I rate this as pushing the chance of success to almost 100%. (The same misdefence can occur for the first line of play. However, a defender is very unlikely to bare the club honor and save Qxx of clubs.)

But what if the defender with the Q of spades does come down to Qx (and hence there is only one spade out for the last three tricks)? The defense can still mis-step. If Righty has AKx of clubs as the last three cards, it is going to be difficult for Lefty to duck a club. For all Lefty knows, you will play your queen of clubs, it will win, then you will cash your ace of spades and he will get the bottom board instead of you.

Reprise

When I analyzed the "two-suited winner squeeze", I was astounded at the extremely high percentage of success. When I analyzed the two-loser winkle situation (above), I again was astounded at the extremely high percentage of success.
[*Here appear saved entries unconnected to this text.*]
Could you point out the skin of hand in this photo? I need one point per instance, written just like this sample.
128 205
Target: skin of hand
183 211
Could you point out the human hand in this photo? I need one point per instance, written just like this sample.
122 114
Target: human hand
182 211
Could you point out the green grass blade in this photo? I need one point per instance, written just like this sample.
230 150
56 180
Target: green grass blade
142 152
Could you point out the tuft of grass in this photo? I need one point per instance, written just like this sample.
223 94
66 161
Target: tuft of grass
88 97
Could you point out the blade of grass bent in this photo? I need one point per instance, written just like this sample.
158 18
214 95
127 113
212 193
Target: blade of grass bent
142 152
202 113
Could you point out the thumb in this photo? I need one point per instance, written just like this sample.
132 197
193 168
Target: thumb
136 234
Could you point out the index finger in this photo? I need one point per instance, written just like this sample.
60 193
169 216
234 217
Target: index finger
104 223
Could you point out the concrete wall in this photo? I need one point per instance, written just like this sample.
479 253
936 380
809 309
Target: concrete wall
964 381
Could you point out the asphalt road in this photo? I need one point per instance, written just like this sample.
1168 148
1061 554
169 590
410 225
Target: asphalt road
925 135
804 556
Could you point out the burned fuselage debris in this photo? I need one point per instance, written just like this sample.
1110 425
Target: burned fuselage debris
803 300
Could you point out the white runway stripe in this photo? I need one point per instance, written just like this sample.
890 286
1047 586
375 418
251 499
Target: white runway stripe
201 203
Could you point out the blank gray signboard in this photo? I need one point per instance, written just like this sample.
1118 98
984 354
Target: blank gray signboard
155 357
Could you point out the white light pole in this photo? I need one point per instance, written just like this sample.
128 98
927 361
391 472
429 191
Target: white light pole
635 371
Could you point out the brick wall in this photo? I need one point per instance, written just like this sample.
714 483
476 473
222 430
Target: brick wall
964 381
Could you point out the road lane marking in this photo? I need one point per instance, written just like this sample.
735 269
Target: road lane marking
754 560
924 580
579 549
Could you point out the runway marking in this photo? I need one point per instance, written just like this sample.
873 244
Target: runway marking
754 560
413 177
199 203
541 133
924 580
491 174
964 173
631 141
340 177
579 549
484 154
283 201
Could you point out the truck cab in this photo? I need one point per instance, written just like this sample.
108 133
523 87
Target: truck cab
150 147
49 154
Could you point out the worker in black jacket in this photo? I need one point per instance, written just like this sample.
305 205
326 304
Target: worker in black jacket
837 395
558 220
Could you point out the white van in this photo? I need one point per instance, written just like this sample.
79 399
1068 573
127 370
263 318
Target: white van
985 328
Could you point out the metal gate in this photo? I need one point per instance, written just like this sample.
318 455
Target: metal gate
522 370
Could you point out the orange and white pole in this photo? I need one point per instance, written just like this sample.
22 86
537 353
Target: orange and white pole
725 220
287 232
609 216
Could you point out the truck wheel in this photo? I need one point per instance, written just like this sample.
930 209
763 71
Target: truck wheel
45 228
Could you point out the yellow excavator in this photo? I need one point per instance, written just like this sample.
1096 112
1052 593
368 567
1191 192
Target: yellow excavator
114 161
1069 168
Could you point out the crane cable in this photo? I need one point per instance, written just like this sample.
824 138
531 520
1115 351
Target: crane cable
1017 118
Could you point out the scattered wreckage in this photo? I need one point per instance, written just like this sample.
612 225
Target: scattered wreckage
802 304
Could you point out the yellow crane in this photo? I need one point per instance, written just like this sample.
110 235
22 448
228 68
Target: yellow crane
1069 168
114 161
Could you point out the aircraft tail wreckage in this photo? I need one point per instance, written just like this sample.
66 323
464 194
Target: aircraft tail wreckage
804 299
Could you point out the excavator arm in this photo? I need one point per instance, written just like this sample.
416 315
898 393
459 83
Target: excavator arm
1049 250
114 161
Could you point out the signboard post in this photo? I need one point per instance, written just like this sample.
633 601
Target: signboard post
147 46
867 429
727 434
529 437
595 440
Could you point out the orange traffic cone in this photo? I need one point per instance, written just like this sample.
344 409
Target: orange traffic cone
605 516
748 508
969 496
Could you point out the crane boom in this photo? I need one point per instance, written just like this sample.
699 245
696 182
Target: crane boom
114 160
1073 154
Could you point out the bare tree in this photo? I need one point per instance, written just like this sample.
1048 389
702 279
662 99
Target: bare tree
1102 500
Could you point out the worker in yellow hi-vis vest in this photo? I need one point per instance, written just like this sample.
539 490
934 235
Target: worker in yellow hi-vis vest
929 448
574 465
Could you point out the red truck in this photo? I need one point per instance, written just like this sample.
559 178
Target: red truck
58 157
I am apparently not alone in this. I gave both problems to a good player, and he did not run a squeeze in the first situation or try the winkle in the second situation.

In retrospect, the two situations have the same reason for (1) seeming to have a low probability of success yet in fact (2) having a high probability of success. In both, the chance of success before the squeeze is low. In both, the chance for success becomes very high because the squeeze (usually) forces out a needed losing card. It is just very difficult to appreciate, without analysis, the problems created for the defense by the loss of this losing card.